Let’s compare two scenarios: Both scenarios are of a 40 year old couple with an 8 year old child. Prior to winning the lottery, they are earning the median household income for the US, $57,617 (Guzman). They are currently living in a $250,000 house with a mortgage balance of $120,000. All of their liquid assets are invested in a 60/40 mix of stocks of bonds. In one scenario they win the lottery and in the other scenario they do not win the lottery. I’m going to go over what it takes to have a sustainable lifestyle in each scenario.

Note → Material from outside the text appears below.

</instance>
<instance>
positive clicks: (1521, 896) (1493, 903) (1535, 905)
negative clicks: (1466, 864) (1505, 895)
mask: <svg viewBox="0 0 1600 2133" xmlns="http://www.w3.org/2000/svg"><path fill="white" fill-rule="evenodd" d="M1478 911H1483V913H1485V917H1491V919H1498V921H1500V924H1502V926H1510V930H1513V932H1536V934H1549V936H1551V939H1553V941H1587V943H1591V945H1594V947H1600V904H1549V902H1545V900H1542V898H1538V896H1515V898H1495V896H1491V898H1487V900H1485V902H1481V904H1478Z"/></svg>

It is factored in that all of their expenses increase with inflation.
Losing the Lottery
With no changes to their financial situation, the family remains at the same house for the rest of their lives. Both spouses continue working until age 65 when they retire. Their salary increases by 5% each year. They are able to spend $1,500/month every year on living expenses on top of their mortgage payment and any health care expenses. They are able to contribute the max contribution amount to Roth accounts for each spouse and they also contribute to their 401(k)’s up to their employer maximum match. They can maintain this $1,500/month budget through their retirement until death. Each spouse can purchase a new car every 12 years that has a value of $15,000. They can afford $5,000 for four years in assisting with their child’s college expenses. Following this plan they have a 73% probability of being able to maintain these spending goals until their deaths.
Looking at the graph, the median asset values are well within an acceptable range in the final year, but because they are both 40, they have 50 years where any number of variables could affect this plan. They still have a 73% probability, so for their situation they are looking good.
Winning the Lottery
When they win the lottery, they receive a $3 million lump sum after taxes and other fees. Both spouses retire when they receive their lottery winnings. They pay off their loan, sell their house and take out a mortgage on a $500,000 house. Each partner gets a new car every 10 years valued at $30,000. They are able to pay for four years of their child’s college education at a public university when the child is of age. On top of these expenses and their medical expenses they can spend $2,300/month and remain retired for the rest of their life. This plan gives them the same probability of success as their plan when they did not win the lottery.
Looking at the graph you can see that they have a chance of ending up with a lot more money than if they didn’t win the lottery with this plan, but there is also a chance that they run out of money by age 81. With both plans they have 50 years remaining in their life, but in the plan where they win the lottery they don’t have regular cash flows from their income and their social security benefit is going to be much less due to their early retirement. There is a lot more risk they have to deal with.
As you can see, if you win $3 million from the lottery it’s possible to quit your job and live a slightly more expensive lifestyle, but you’re not going to be living like a Rockstar anytime soon unless you want to end up like most lottery winners that go broke a couple years later. For many people being able to retire at such a young age is huge, but keep in mind they are limited by their child and their budget of $2,300/month. For some people, $2,300/month is more than enough, but for a couple that retires at age 40 with significantly more free time than they had before, they might find it harder to maintain that budget than you would expect. I only showed two opposing scenarios that are sustainable, but there are likely many other strategies for how someone could live successfully after winning the lottery.
Guzman, Gloria G. “Household Income: 2016 American Community Survey Briefs.” United States Census Bureau, US Department of Commerce, Sept. 2017, www.census.gov/content/dam/Census/library/publications/2017/acs/acsbr16-02.pdf.